The Parental Hopes & Standards for Daughters | Teen Ink

The Parental Hopes & Standards for Daughters

May 22, 2024
By megmeg2024 BRONZE, Manchester, Connecticut
megmeg2024 BRONZE, Manchester, Connecticut
4 articles 0 photos 0 comments

   Parents raise their daughters under a significantly more critical scope than their sons. Sons are expected to have outward strength, while daughters are expected to carry more inner strength. When a daughter is first born like any infant she is fawned over, considered this precious gift brought into the family, but as parents sit in adoration, they begin to build up expectations and standards. These desires go for both children, the singular difference is emotional maturity within immediate family role expectations. From elementary age, we teach little girls to adopt (mothering) caretaking skills for everyone but themselves.  

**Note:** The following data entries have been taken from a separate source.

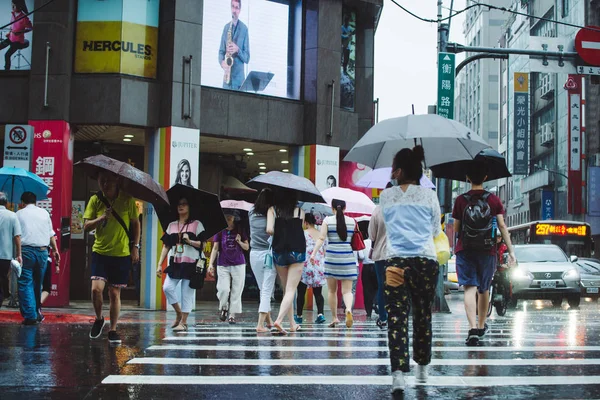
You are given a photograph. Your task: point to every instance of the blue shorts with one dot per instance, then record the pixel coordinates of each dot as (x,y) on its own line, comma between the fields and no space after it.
(285,259)
(475,269)
(114,270)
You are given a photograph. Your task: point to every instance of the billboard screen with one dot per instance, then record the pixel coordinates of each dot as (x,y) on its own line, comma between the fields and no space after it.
(253,46)
(15,39)
(117,36)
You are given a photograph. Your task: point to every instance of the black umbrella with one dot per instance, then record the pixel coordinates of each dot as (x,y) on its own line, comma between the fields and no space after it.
(306,190)
(204,207)
(493,162)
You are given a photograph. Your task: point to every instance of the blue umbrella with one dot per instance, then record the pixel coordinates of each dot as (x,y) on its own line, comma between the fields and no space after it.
(15,181)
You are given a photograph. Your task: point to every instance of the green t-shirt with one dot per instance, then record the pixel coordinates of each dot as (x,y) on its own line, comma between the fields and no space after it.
(112,240)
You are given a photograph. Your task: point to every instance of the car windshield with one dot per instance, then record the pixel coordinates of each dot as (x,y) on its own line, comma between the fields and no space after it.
(539,254)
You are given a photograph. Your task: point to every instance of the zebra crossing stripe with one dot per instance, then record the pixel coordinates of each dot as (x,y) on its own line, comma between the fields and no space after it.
(553,349)
(358,362)
(467,381)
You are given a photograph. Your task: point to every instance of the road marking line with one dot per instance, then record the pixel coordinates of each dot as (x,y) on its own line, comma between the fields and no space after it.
(469,381)
(340,339)
(234,362)
(515,349)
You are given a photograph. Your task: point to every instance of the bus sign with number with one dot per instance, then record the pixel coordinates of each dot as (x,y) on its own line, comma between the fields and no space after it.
(549,229)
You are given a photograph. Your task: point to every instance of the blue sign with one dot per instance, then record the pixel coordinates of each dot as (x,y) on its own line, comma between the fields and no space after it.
(547,204)
(594,191)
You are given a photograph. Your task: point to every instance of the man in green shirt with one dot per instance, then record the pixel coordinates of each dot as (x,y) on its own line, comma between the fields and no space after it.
(114,250)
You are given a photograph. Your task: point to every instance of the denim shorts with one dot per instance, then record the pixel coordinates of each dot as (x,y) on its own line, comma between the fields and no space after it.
(475,269)
(114,270)
(285,259)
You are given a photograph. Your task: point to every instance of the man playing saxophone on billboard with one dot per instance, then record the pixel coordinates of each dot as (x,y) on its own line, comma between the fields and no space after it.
(234,51)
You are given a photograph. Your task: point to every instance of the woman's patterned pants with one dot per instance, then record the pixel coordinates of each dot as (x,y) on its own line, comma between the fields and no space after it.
(410,280)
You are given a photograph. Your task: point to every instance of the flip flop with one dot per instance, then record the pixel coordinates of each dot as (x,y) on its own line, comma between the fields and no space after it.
(279,329)
(349,319)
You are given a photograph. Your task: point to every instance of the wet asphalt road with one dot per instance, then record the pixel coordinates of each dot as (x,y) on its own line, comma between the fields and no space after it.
(535,351)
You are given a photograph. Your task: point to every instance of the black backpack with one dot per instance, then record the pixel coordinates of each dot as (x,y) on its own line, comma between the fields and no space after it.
(477,225)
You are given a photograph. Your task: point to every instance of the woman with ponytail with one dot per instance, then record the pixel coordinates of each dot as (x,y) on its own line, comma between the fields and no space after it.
(340,261)
(411,215)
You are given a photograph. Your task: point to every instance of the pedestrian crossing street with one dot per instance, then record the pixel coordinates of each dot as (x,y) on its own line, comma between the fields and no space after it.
(516,352)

     Mothering is becoming an emotional support for your family, a centerpiece. Emotional maturity, the skill of handling burdens with resilience, is often learned implicitly through family relationships.This differs in cultures as to its levels but remains distinguishable among all generations. Even so, in religions, the Catholic mother “Mary,” a senior saint, represents the most emotionally challenged mother in the history of Christianity, a beacon for incoming mothers. 

      But what’s a daughter's role? Alber, researcher and co-editor, participated as lead author in a 2019 study resulting in, “Role Expectations and Role Evaluations in Daughtering: Constructing the Good Daughter.” Alber found parent relationships with daughters carry four basic expectations the daughter must follow: showing respect, providing protection, eliciting mothering, and making time for connection.

     Chores assigned to daughters prepare them for household maintenance roles, centering around actions of resolving others: meals, laundry, and messes. I questioned why my brother did the lawn work while I did the laundry and dishes, while most days completing his chores too. Daughters often perform routine household chores that, though seemingly minor, contribute to a greater, often unrecognized, exhaustion.

      Becoming an emotional candlelight for the family starts with respect being used to silence the daughter's voice. Simplifying our emotions to comfort our parents is mothering, like cushioning we provide by nodding our heads or holding tight smiles. Compelling daughters into caretaker roles for both their parents' and siblings' safety

     I share a six-year age gap with my 23-year-old brother. He lives on his own now as of recently. My brother lived in arrogance to my parents past early adolescence; his poor decisions were watered down. He was given triple every opportunity my mother afforded him . I’d feel anger and envy with how he wasted their trust in him. As his younger sister, tired of the selfish attitude, I’d ask my parents, mainly my mother, to parent him. A role, not mine to grasp. This ached in aspects, knowing I wouldn’t receive the same opportunities as him, their daughter. 

    This behavior defines both protecting one's family dynamic and eliciting mothering. Daughters seek validation from mothers to self-evaluate their worth. Failure is gut-wrenching. Alber studied this dynamic, writing “When a daughter calls upon her mother for guidance or activates a need for an emotional evaluation such as pride, she is fulfilling her role expectations.” Wishing to resemble our mothers' roles, this generational mothering trait makes us feel inadequate as individuals.

     What if we’re not meant to fulfill roles like our mothers? What if we’re meant to create new paths rather than lives?  

     We’re to seek forming strong connections with our mothers. However, the relationship is often like war due to the mother observing the mirror effect fade as the daughter takes on her independence. Katabua, educational psychologist wrote “ a mother can often see the fruit of her labour in raising her daughter, which can be explicitly validating, especially when the daughter idealises her mother. In those instances, the daughter may put in the effort to receive attention from her mother, and the mother, in turn, feels validated when she recognises how much her daughter emulates her.”Mothers easily feel animosity toward their daughters' increasing distance, an equation for young girls' greatest rejection. As if all her emotional labor was nothing but minimal efforts from her mother's perspective. When striving for connection,  what do we do when validation is crushed or withheld? It's a craving to be strong like a daughter and loved unconditionally like a son.

     However there’s a resolution, not one of complexity but personal mindset mothers can grow. All mothers were once in their daughters’  position of responsibility, so they can prevent the cycle from repeating. The mindset essential to this change follows: a daughter is just as brilliant as a son but just as young and formable at heart as a son. Once a mother can understand her influence, she changes the daughter's experience and the family's dynamic. 

      

 

 

 

 

 

 

 

 

 “Baylor Study: What Does It Take to Be an 'Ideal Daughter?'” Baylor University, 11 November 2019,    

          news.web.baylor.edu/news/story/2019/baylor-study-what-does-it-take-be-ideal-daughter. Accessed 22 April 2024.

Nandkeolyar, Karishma H. “Why are mother-daughter relationships so complicated

         Parenting-mums-dads – Gulf News.” Gulf News, 21 March 2022, gulfnews.com/parenting/mums-dads/why-are-mother-daughter-relationships-so-complicated-1.1647871193941. Accessed 22 April 2024.